We watched Bonnie’s childhood trauma, understood why she was so triggered by witnessing Perry’s abuse towards Celeste, and why she pushed him, but her mother’s presence, and more specifically, her coma, didn’t do much for the storyline.

It was sad when she died, but we felt sad for a moment and moved on.

I also don’t really understand why we were supposed to think Bonnie would have been capable of killing her mom.

She may have dreamt about it because of the abuse, but she never actually considered it.

Following her mother’s death, Bonnie told Nathan she never loved him.

Nathan may be dumber than a rock at times but one thing I’ll credit him with is always loving and protecting Bonnie.

It’s not fair for him to find out this way but better now then never. He deserves better — a love that Bonnie won’t give him.

As Bonnie spoke her truth, she also gathered all the women together at the precinct.

The scene with them walking in together to likely confess the truth about Perry’s death is iconic and powerful.

Even Madeline said the lie had an expiration date.
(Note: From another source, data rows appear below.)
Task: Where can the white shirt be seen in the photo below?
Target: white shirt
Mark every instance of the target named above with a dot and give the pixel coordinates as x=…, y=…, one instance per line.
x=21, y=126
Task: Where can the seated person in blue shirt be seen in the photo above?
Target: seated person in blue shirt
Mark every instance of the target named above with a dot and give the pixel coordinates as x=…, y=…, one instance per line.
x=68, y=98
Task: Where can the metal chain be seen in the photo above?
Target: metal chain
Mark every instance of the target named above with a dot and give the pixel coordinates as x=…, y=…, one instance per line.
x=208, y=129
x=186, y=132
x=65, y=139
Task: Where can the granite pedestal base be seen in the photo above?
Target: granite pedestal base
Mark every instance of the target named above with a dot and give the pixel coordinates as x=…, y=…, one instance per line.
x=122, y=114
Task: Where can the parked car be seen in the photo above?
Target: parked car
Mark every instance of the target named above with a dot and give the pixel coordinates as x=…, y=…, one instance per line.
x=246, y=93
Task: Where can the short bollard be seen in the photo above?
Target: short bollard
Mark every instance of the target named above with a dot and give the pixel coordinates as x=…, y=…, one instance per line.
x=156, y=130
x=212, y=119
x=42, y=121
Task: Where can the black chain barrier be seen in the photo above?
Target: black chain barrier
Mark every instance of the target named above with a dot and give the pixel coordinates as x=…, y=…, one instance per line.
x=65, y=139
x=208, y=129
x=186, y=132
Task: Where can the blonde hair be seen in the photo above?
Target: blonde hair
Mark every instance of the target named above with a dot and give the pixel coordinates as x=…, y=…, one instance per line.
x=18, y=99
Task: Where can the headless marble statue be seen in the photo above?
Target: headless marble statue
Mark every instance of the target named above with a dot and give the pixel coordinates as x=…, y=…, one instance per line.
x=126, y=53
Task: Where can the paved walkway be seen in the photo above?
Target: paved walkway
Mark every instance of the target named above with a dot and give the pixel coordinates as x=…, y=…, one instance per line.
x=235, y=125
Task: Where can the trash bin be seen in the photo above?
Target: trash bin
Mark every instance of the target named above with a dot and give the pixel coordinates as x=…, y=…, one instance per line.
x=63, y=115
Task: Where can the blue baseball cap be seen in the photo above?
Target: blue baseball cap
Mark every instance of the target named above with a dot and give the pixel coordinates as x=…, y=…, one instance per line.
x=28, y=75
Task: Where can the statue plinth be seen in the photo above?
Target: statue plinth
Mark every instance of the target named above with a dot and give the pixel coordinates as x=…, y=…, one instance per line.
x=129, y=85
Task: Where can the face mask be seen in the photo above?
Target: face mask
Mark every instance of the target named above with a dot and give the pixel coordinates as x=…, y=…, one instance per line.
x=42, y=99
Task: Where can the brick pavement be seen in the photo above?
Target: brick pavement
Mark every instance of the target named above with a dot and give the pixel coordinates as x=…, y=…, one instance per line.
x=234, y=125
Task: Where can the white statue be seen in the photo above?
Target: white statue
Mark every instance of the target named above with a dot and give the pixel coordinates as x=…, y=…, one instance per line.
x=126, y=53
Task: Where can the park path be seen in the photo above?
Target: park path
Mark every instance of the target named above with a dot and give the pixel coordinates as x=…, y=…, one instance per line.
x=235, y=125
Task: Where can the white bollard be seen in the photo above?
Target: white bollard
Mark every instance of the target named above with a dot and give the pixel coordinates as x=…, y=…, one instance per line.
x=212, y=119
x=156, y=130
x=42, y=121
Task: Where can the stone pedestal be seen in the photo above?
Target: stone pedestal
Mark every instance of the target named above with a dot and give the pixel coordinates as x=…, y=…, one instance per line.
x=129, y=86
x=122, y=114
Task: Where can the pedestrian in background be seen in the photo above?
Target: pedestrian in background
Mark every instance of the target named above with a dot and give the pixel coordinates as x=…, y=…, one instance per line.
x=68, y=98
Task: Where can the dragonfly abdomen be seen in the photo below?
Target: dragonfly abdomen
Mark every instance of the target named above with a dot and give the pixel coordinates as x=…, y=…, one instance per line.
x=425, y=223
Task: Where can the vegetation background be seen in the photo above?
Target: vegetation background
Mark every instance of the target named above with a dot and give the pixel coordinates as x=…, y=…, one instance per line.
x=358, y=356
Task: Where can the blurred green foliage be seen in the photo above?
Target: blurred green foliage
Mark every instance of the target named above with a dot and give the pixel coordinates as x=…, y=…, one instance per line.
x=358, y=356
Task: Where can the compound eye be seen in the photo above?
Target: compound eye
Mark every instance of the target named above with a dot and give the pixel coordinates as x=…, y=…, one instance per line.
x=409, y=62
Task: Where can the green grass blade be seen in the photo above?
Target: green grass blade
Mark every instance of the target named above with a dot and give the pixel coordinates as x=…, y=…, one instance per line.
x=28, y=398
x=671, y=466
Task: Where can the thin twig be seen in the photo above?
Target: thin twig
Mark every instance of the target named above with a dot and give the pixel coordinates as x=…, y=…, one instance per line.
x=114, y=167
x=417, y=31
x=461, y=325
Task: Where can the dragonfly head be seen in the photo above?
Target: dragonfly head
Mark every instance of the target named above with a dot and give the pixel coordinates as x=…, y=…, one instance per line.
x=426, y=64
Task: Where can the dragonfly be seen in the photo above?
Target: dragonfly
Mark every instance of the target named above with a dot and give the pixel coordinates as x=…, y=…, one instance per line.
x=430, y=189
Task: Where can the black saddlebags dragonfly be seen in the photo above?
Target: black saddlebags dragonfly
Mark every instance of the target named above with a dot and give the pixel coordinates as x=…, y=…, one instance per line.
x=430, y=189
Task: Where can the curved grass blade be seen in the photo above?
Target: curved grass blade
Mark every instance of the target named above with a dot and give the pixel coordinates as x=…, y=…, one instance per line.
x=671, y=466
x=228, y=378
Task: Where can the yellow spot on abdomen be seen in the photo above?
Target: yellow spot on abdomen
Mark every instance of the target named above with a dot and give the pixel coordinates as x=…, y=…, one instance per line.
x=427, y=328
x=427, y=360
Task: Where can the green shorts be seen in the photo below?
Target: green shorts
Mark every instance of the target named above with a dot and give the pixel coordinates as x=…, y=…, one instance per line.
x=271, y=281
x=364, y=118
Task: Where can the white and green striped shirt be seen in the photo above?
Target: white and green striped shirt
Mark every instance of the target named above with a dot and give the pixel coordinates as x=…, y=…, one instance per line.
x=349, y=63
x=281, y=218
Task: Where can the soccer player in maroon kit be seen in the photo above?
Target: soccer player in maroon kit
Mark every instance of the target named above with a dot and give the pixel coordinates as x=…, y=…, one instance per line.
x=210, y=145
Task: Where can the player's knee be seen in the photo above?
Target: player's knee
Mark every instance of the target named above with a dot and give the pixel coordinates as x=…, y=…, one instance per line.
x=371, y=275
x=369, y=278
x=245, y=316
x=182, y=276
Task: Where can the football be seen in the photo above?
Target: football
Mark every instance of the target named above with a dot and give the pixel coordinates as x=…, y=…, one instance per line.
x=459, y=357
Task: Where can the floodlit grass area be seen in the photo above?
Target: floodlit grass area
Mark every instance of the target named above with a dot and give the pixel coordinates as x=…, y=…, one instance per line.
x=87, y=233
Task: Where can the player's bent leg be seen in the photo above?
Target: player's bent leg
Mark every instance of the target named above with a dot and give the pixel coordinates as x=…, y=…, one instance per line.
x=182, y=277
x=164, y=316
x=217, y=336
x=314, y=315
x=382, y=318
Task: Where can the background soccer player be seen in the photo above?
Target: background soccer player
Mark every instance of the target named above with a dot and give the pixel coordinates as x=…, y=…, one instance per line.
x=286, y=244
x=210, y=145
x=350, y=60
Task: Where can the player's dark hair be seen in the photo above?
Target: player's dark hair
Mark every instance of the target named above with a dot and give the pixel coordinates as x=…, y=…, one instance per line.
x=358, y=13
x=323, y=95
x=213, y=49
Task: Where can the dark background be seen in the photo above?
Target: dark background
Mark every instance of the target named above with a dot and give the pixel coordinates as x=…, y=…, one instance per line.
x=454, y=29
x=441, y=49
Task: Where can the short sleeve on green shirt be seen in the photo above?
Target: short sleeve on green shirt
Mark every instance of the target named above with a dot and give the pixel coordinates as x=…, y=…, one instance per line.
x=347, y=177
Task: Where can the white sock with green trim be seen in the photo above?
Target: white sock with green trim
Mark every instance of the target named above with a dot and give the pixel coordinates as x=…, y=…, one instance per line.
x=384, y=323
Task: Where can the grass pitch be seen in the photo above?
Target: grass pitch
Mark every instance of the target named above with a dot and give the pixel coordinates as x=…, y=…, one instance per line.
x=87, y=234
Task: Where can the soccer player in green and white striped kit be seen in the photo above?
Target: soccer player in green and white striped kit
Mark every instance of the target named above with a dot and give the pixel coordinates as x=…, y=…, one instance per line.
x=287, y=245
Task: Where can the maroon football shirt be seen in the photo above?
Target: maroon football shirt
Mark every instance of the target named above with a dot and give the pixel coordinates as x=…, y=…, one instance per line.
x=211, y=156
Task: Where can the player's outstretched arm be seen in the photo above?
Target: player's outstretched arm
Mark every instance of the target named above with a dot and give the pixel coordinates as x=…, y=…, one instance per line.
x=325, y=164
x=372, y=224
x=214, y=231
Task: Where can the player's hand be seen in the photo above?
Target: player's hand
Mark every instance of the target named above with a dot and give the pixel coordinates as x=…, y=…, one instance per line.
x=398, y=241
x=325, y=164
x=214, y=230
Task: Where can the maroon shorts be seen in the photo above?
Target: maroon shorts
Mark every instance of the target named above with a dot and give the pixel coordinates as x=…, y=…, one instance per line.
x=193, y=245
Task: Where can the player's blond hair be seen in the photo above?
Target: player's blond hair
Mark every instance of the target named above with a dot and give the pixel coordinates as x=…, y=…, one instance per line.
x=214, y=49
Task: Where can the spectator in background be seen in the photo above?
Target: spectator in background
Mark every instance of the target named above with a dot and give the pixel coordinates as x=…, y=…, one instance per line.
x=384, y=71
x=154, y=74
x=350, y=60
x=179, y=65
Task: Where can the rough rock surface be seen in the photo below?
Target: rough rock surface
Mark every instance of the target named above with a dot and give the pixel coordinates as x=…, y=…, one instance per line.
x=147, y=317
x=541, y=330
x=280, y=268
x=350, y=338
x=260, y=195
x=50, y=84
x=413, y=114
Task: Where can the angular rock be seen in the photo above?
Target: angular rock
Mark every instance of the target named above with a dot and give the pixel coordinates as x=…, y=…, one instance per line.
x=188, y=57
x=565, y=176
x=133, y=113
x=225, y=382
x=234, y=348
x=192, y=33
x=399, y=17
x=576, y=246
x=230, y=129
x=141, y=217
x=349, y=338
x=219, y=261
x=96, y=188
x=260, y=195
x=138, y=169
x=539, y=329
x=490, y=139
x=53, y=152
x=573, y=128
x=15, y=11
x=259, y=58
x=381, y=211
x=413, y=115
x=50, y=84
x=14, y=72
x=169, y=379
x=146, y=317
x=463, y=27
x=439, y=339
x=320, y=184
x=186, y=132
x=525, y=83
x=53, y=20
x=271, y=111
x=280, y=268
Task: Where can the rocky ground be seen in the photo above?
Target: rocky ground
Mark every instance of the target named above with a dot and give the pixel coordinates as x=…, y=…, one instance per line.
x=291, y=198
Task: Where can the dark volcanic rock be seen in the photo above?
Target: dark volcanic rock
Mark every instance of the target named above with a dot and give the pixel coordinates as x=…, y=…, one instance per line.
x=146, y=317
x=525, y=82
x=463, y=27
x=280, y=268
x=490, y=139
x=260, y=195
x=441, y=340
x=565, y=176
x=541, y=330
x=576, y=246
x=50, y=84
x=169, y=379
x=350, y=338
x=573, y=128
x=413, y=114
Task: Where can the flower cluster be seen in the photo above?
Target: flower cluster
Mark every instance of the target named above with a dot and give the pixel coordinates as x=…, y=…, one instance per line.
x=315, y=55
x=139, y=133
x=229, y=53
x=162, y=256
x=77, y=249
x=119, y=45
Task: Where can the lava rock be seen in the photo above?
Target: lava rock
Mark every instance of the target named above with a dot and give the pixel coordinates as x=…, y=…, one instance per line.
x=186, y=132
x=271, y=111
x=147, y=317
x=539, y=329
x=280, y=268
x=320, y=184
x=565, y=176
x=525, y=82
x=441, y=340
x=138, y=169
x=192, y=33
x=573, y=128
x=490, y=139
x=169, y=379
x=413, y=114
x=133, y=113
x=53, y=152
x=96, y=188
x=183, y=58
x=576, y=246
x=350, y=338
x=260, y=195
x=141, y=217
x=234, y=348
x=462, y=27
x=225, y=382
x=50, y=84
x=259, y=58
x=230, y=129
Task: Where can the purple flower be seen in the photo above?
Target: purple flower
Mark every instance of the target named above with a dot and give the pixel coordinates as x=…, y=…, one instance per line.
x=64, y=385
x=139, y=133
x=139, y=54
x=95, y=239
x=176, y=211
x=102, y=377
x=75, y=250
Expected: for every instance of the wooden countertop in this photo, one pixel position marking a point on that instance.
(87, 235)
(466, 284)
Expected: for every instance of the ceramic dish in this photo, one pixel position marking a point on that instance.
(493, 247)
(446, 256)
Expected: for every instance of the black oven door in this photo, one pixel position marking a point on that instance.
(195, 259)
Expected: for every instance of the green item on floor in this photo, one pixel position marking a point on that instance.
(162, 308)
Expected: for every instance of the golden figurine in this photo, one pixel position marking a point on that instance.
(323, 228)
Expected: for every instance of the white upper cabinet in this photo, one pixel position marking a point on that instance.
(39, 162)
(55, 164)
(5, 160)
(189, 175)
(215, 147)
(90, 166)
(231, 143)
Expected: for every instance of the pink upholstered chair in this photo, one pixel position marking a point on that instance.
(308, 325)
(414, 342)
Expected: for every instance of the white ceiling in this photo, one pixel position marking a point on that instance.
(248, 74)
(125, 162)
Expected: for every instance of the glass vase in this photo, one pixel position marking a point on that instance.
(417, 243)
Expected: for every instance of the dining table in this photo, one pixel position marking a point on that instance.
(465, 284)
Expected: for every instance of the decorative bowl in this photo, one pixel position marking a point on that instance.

We’ve hit it.

They made a promise to keep this secret for as long as they could; they were forever bonded.

And when it was time, they supported each other in coming clean.

The screen went black as they walked in so we never know what they said or how they said it.

Again, if there is a third season, it’s possible the focus would be on their attempts to prove self-defense.

And even then, since they’ve already covered it up, I don’t think the argument would hold up or get them off without any time.

Seeing how some of Big Little Lies Season 2 almost seemed forced, I’m content leaving this storyline exactly where it is and not trying to make it something that it’s not.

Even if that does mean I’ll never belt-out the theme-song live on a Sunday night again.